Writing a book is a project, one that can be overwhelming or manageable, depending on your approach. Taking the time to get clear on boundaries is essential, as is deciding what you need to say NO to so that you can say YES to your book.
For most of us, it’s much easier to get started. (New = Excitement + Fun!) Getting to the finish line, though, requires a commitment. It requires getting crystal clear on what you can accomplish, what you can’t, and where you need help.
All of which can be really liberating if we take the time to do it consciously.
The truth is, we can only keep adding so much to our plates before burning out. (Been there, done that!) When things get too full, it’s only a matter of time before something gives (our health, a relationship, a meeting we couldn’t afford to miss, you name it).

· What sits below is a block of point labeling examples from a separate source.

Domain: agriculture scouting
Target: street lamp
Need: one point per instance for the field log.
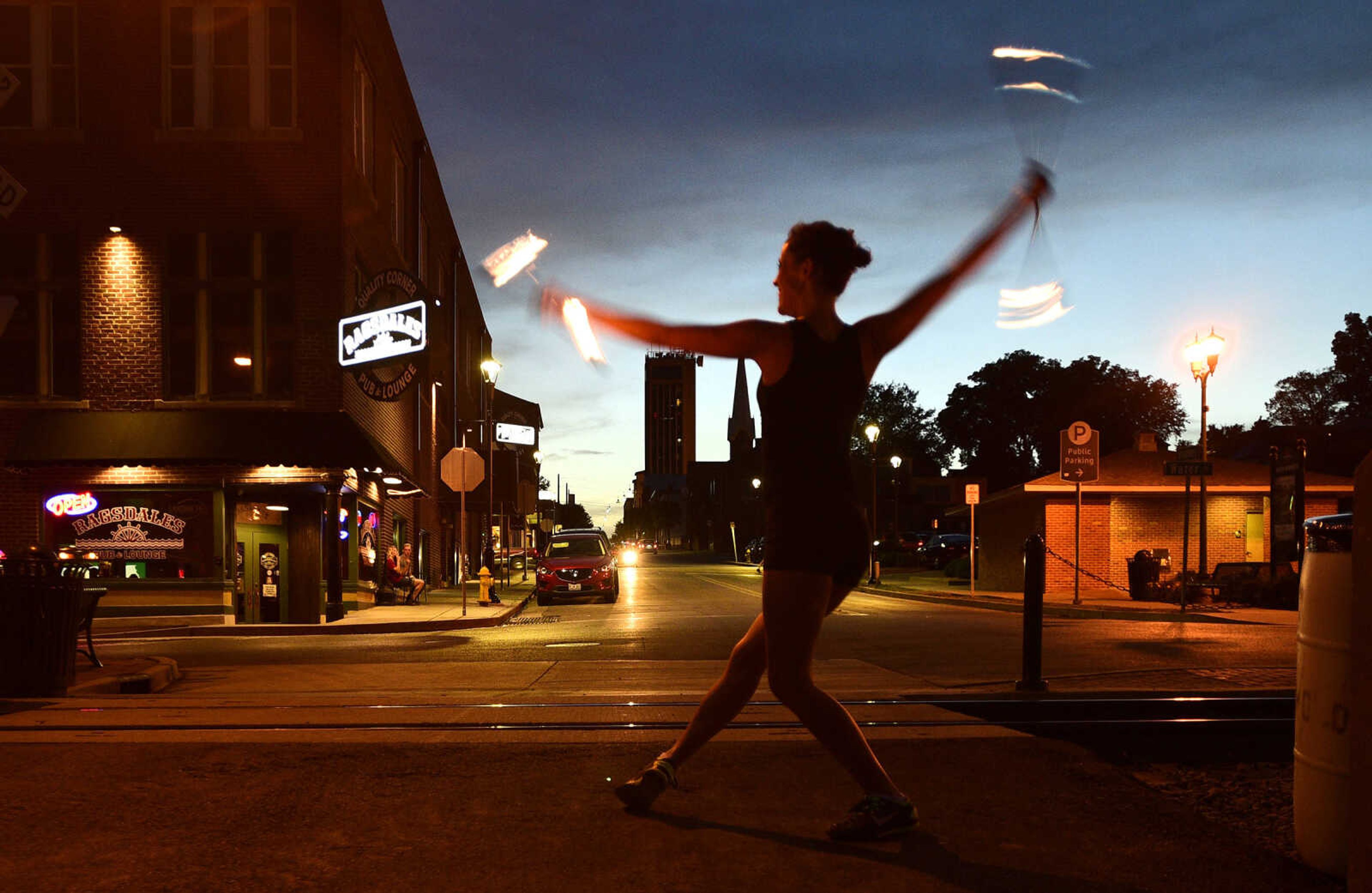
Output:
(538, 503)
(1204, 354)
(873, 431)
(490, 371)
(895, 492)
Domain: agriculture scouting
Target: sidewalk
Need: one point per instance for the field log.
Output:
(932, 586)
(439, 610)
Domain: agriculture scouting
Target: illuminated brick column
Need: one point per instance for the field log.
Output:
(121, 342)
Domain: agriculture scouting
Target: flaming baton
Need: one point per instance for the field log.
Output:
(1039, 88)
(514, 258)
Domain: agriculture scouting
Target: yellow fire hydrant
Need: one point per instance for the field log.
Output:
(485, 582)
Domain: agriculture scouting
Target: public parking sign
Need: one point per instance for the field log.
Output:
(1079, 455)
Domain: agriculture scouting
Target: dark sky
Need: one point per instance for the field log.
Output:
(1213, 175)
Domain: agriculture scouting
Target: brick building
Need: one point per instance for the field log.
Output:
(1134, 507)
(212, 188)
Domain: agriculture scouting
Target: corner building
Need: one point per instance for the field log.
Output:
(210, 188)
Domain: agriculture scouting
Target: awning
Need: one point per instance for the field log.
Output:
(205, 437)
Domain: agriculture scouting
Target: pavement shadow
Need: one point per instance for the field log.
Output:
(921, 852)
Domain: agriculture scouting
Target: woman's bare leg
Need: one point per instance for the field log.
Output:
(728, 696)
(795, 604)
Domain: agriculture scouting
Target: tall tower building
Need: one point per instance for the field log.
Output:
(670, 412)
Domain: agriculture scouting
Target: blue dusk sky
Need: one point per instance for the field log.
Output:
(1215, 175)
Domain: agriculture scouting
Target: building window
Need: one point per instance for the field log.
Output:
(39, 49)
(230, 66)
(40, 316)
(398, 198)
(230, 317)
(364, 110)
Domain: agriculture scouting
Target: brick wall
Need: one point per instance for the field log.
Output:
(121, 323)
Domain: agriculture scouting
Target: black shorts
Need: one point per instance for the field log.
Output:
(833, 542)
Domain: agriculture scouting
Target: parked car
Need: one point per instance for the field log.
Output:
(577, 563)
(913, 541)
(943, 548)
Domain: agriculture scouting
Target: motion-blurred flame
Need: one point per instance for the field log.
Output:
(509, 260)
(1031, 308)
(1034, 55)
(1040, 88)
(574, 315)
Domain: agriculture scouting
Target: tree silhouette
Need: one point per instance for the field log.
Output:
(1006, 421)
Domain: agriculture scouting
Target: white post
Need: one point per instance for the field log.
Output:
(972, 552)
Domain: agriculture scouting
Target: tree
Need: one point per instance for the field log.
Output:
(1308, 400)
(1353, 364)
(908, 429)
(1006, 421)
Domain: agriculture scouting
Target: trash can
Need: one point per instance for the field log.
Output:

For example, if you want to write 30 minutes 3x/week, what do you need to say NO to in order to say YES to your writing?
Do you need to watch one less TV show at night? Wake up 30 minutes earlier? Maybe your NO means taking a sabbatical from FB or protecting that writing time by not answering your phone, checking emails or cancelling it as soon as someone asks for that time.
The trick is to create a goal that’s realistic—one you can actually commit to in your real, human-scaled life. One that takes into account ALL the different pieces of your life: work and family obligations, as well as your personality traits (hello, my inner introvert!) and energy level, whatever it is you need to thrive.

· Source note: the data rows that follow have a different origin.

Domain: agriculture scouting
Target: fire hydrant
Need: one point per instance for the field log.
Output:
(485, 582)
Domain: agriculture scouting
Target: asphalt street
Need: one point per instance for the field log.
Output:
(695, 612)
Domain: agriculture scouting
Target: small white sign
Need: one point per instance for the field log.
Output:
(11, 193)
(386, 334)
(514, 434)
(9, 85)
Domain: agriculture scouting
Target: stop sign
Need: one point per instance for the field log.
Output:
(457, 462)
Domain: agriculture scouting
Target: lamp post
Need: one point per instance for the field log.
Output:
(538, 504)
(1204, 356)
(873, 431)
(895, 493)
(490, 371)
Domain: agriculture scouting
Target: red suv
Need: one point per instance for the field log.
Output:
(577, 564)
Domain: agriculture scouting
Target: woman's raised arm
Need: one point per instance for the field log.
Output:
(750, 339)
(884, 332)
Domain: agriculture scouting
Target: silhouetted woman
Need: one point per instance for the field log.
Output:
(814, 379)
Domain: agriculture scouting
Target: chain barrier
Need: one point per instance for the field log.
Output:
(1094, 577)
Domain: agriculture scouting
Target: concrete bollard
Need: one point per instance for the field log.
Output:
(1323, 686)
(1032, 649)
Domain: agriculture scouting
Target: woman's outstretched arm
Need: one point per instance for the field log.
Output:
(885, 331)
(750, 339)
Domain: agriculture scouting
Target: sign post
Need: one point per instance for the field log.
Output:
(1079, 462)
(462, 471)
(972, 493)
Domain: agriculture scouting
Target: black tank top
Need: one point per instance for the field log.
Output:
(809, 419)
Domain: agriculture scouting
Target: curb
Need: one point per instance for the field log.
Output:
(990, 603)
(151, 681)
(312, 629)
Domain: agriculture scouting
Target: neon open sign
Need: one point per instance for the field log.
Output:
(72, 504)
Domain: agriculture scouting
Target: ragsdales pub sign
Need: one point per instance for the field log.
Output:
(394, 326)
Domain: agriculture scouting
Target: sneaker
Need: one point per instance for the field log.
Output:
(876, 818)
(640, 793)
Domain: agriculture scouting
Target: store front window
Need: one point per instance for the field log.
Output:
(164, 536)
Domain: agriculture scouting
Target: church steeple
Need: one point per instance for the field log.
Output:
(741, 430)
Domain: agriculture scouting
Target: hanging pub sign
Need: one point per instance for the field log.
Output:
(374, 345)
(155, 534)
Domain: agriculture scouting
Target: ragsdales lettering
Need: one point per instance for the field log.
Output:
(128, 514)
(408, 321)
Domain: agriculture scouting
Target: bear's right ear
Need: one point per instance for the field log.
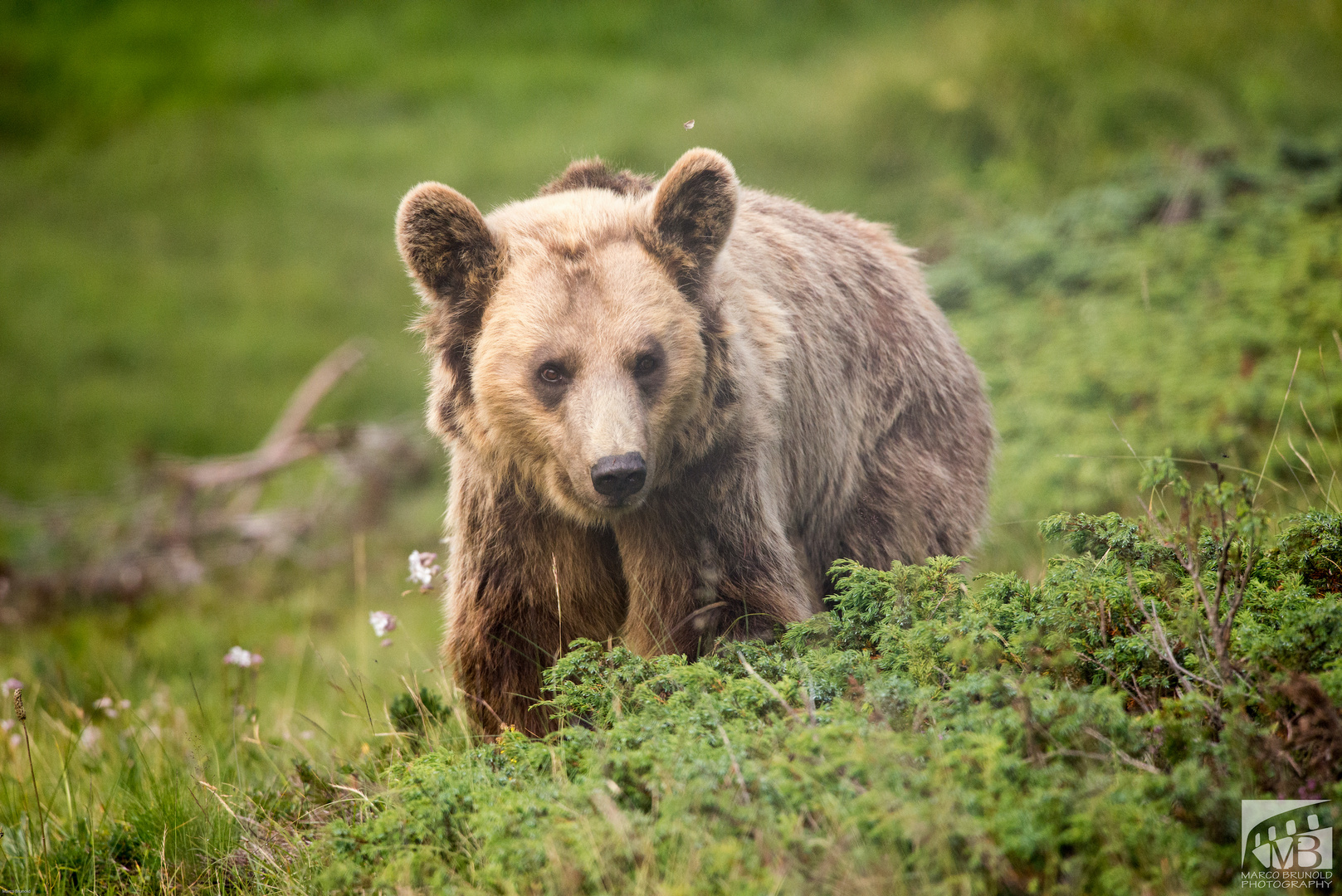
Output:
(693, 213)
(446, 243)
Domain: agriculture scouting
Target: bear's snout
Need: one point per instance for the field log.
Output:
(617, 476)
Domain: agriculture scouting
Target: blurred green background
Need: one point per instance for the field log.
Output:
(1131, 211)
(198, 197)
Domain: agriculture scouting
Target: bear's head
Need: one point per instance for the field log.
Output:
(576, 339)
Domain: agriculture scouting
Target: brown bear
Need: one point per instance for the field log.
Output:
(670, 406)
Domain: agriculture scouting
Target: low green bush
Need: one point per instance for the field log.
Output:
(1090, 734)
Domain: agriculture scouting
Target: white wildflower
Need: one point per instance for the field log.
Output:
(242, 659)
(423, 569)
(382, 622)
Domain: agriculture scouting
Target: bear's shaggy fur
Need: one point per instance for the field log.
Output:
(772, 387)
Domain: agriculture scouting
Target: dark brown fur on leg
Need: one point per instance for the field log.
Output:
(506, 616)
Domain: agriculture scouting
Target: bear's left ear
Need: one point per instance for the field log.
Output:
(693, 212)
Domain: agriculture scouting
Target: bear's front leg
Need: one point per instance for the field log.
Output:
(700, 563)
(522, 584)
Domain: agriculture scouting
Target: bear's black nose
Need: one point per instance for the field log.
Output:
(619, 475)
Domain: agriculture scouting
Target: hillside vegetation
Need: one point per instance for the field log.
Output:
(1131, 212)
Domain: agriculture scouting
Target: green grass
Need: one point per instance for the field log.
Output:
(198, 207)
(200, 196)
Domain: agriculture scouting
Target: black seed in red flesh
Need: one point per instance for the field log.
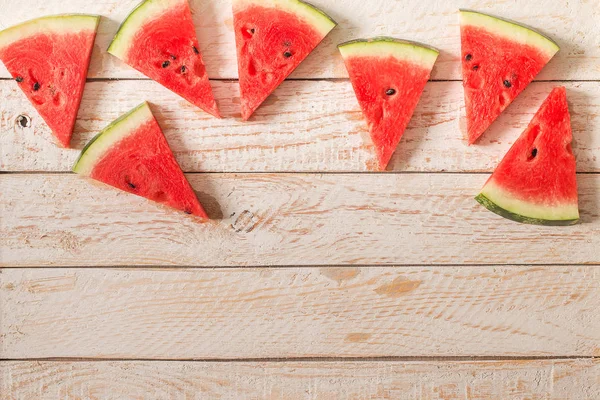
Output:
(23, 121)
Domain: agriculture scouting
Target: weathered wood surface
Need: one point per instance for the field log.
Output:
(300, 312)
(283, 219)
(484, 380)
(304, 126)
(573, 25)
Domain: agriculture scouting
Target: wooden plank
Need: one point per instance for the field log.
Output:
(536, 380)
(572, 24)
(300, 312)
(305, 126)
(283, 219)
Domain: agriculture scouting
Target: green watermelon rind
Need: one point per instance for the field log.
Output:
(518, 216)
(511, 30)
(70, 23)
(388, 46)
(137, 18)
(113, 133)
(304, 10)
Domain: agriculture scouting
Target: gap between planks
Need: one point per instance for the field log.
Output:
(305, 359)
(145, 267)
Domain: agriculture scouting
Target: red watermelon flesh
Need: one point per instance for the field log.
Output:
(499, 59)
(388, 76)
(536, 180)
(133, 155)
(49, 58)
(158, 39)
(272, 38)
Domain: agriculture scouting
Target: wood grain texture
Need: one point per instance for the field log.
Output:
(572, 24)
(300, 312)
(304, 126)
(535, 380)
(283, 219)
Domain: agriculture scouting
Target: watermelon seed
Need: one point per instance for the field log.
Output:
(129, 183)
(24, 121)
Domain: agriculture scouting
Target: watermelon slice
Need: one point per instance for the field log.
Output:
(158, 39)
(49, 59)
(535, 182)
(133, 155)
(272, 38)
(499, 59)
(388, 76)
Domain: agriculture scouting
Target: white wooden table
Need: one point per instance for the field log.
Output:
(315, 279)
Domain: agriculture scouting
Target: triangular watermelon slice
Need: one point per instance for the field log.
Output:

This has been one of my deepest life-lessons. Whenever I start something new, I’m a Hell Yeah! kind of person. If someone tells me I can’t do something, it only strengthens my resolve. Maintaining that level of Hell Yeah! over the long run, though, is a different story.
Like many folks, I’ve got work, family, friends, dog, meals and a messy house to content with, as well as all sorts of other obligations (real or, cough, imagined). There’s nothing I’d love more than to go off and write for hours on end. Since I’m not able to do that most of the time, it’s easy for me to want to rush, or push through.

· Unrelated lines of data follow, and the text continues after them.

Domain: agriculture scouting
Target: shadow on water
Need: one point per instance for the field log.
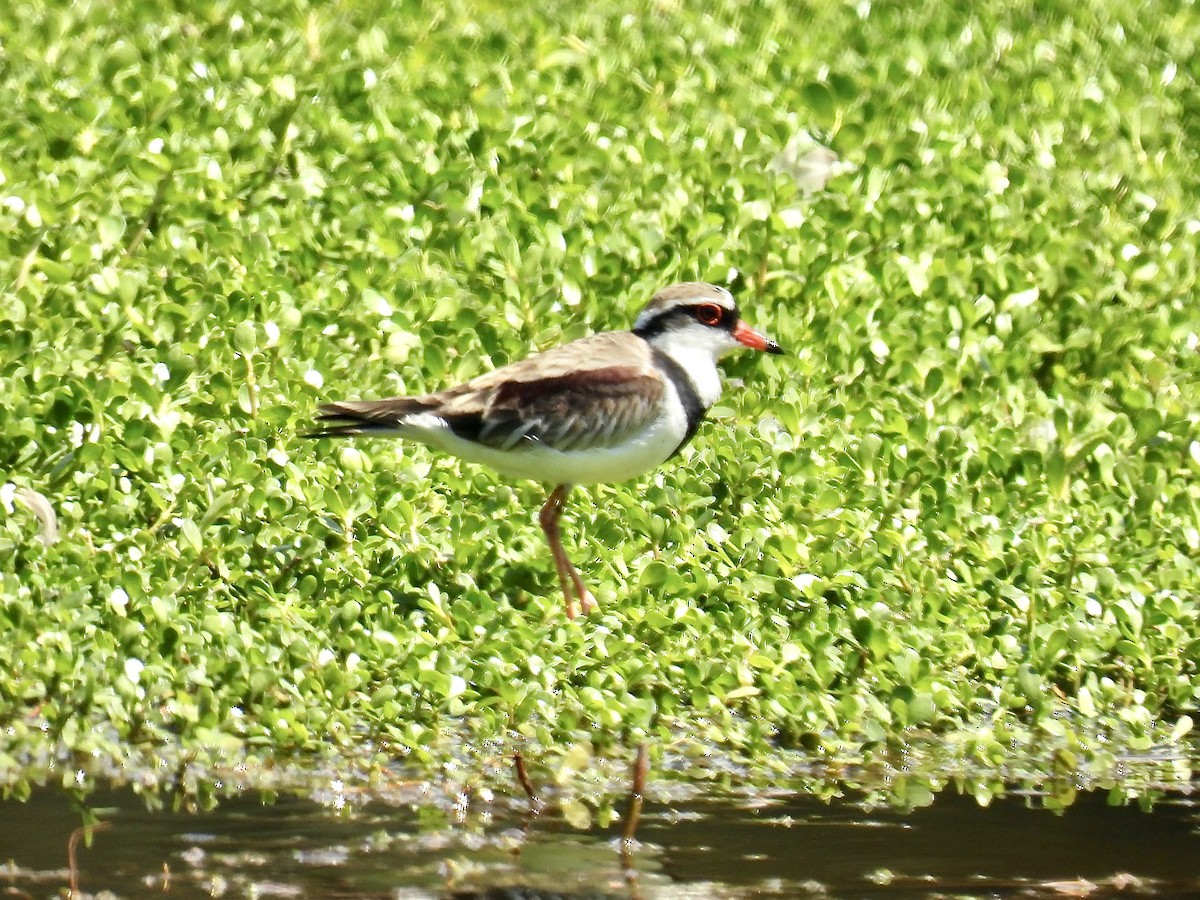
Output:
(772, 843)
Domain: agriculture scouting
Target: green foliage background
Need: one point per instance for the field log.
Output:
(966, 503)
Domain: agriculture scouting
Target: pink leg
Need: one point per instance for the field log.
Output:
(568, 576)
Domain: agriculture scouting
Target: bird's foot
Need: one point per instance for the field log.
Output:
(587, 603)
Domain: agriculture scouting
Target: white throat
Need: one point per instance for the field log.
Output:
(696, 352)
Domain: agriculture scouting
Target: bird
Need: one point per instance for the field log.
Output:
(601, 409)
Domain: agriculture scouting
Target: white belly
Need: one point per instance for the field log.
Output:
(641, 453)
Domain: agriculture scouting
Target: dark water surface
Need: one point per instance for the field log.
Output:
(786, 845)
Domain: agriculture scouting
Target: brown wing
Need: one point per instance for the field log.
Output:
(593, 393)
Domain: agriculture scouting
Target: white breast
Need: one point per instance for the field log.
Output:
(642, 453)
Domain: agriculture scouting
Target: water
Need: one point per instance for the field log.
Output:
(727, 845)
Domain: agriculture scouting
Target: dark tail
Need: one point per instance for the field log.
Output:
(365, 417)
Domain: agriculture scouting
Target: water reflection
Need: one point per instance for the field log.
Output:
(744, 844)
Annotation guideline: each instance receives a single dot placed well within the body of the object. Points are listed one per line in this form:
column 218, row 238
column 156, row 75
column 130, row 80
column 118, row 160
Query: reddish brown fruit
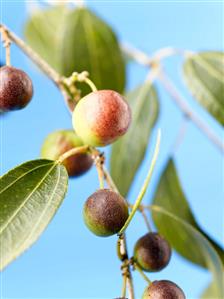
column 105, row 212
column 163, row 289
column 152, row 252
column 16, row 89
column 59, row 142
column 101, row 117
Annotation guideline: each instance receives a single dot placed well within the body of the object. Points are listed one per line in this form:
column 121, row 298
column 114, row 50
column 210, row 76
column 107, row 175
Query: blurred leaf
column 210, row 292
column 170, row 196
column 204, row 76
column 88, row 43
column 195, row 243
column 77, row 40
column 43, row 33
column 30, row 195
column 129, row 151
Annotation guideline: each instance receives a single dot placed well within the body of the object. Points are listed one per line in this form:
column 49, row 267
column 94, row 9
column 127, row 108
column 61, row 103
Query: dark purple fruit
column 105, row 212
column 163, row 289
column 152, row 252
column 59, row 142
column 16, row 89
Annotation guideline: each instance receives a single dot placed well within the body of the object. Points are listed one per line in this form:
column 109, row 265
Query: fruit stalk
column 149, row 61
column 130, row 285
column 7, row 43
column 73, row 151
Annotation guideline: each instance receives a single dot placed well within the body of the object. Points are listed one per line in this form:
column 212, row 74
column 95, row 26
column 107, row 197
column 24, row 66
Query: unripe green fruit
column 105, row 212
column 59, row 142
column 101, row 117
column 16, row 89
column 163, row 289
column 152, row 252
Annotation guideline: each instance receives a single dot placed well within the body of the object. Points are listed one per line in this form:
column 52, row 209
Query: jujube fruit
column 101, row 117
column 16, row 89
column 105, row 212
column 163, row 289
column 59, row 142
column 152, row 252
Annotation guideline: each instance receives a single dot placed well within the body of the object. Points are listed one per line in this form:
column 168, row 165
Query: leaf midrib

But what I’ve found is that powering through only leads to burn out. As does trying to force something. I’ve had to learn the hard way that moving forward consistently is more important than moving forward quickly.
Because here’s the truth: real life is messy and unpredictable. And that Perfect Future Version of Myself that Can Accomplish Anything? Um, yeah …
Much better to take baby steps, course-correcting as I go.
The trick is recommitting to ourselves (and our loved ones, and our projects) with kindness and compassion, readjusting as we go. In the long run, I’m pretty sure that’s what life is all about, anyway.
So tell me: what is it your heart is crying out for? What does your heart want to say YES to?
And what are you willing to say NO to in order to get there?